480 Sliding Window Median 滑动窗口中位数
Description:
Median is the middle value in an ordered integer list. If the size of the list is even, there is no middle value. So the median is the mean of the two middle value.
Examples:
[2,3,4] , the median is 3
[2,3], the median is (2 + 3) / 2 = 2.5
Given an array nums, there is a sliding window of size k which is moving from the very left of the array to the very right.

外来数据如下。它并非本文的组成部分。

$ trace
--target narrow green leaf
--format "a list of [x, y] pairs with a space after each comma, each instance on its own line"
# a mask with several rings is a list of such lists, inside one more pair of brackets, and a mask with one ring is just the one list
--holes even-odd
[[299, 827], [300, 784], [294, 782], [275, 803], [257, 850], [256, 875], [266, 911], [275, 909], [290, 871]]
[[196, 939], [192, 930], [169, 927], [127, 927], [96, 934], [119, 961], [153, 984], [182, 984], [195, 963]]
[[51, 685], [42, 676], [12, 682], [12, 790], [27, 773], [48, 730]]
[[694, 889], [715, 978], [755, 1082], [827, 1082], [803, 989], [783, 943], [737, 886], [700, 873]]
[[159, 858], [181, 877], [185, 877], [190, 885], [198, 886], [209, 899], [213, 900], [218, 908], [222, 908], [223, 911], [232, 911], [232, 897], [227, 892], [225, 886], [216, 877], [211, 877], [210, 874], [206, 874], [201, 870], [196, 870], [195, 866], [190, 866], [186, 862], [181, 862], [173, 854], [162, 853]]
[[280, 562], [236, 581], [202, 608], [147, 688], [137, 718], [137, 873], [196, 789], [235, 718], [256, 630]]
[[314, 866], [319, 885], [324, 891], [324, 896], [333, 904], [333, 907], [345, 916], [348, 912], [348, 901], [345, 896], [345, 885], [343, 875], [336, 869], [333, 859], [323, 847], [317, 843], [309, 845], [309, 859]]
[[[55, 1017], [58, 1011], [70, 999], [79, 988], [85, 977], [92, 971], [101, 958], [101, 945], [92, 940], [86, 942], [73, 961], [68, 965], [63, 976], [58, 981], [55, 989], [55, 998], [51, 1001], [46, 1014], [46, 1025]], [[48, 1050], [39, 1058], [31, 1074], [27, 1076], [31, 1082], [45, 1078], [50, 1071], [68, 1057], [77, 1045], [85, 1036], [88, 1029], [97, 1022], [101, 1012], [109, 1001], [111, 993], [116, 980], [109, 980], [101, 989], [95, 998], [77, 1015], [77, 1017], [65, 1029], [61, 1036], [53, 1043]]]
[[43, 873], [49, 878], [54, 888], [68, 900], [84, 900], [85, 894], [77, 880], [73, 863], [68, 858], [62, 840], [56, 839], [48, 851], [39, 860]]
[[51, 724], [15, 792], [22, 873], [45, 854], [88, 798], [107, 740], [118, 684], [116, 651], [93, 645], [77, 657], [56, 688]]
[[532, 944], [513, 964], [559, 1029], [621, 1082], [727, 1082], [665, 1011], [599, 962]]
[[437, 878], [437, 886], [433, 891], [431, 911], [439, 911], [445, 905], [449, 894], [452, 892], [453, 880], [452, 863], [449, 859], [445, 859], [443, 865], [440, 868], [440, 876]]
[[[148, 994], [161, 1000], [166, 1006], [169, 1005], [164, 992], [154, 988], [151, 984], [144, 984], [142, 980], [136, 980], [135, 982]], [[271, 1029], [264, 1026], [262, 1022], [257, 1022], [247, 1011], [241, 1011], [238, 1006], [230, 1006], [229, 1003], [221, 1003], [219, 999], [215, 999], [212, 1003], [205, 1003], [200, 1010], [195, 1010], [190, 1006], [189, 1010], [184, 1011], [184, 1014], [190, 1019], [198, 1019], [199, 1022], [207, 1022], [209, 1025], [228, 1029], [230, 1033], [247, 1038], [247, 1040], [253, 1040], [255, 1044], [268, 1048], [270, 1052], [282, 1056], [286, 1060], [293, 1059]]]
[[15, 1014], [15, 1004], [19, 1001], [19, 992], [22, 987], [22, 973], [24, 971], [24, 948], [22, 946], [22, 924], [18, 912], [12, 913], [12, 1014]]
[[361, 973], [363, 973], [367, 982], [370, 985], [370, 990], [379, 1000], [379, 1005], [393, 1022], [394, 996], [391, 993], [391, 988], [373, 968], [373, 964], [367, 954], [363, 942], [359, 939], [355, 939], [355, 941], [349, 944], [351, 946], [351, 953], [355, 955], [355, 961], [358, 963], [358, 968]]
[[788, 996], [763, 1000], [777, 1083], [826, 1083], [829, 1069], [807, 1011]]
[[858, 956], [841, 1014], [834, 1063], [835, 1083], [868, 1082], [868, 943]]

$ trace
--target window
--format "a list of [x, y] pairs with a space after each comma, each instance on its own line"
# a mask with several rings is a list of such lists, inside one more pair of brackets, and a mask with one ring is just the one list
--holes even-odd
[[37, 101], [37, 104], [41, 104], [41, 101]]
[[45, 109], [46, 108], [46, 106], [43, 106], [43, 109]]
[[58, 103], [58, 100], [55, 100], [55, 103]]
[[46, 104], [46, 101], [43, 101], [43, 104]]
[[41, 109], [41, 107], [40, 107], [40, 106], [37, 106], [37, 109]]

You can only see the k numbers in the window. Each time the sliding window moves right by one position. Your job is to output the median array for each window in the original array.
Example:
For example,
Given nums = [1,3,-1,-3,5,3,6,7], and k = 3.
Window position Median
--------------- -----
[1 3 -1] -3 5 3 6 7 1
1 [3 -1 -3] 5 3 6 7 -1
1 3 [-1 -3 5] 3 6 7 -1
1 3 -1 [-3 5 3] 6 7 3
1 3 -1 -3 [5 3 6] 7 5
1 3 -1 -3 5 [3 6 7] 6
Therefore, return the median sliding window as [1,-1,-1,3,5,6].
Note:
You may assume k is always valid, ie: k is always smaller than input array's size for non-empty array.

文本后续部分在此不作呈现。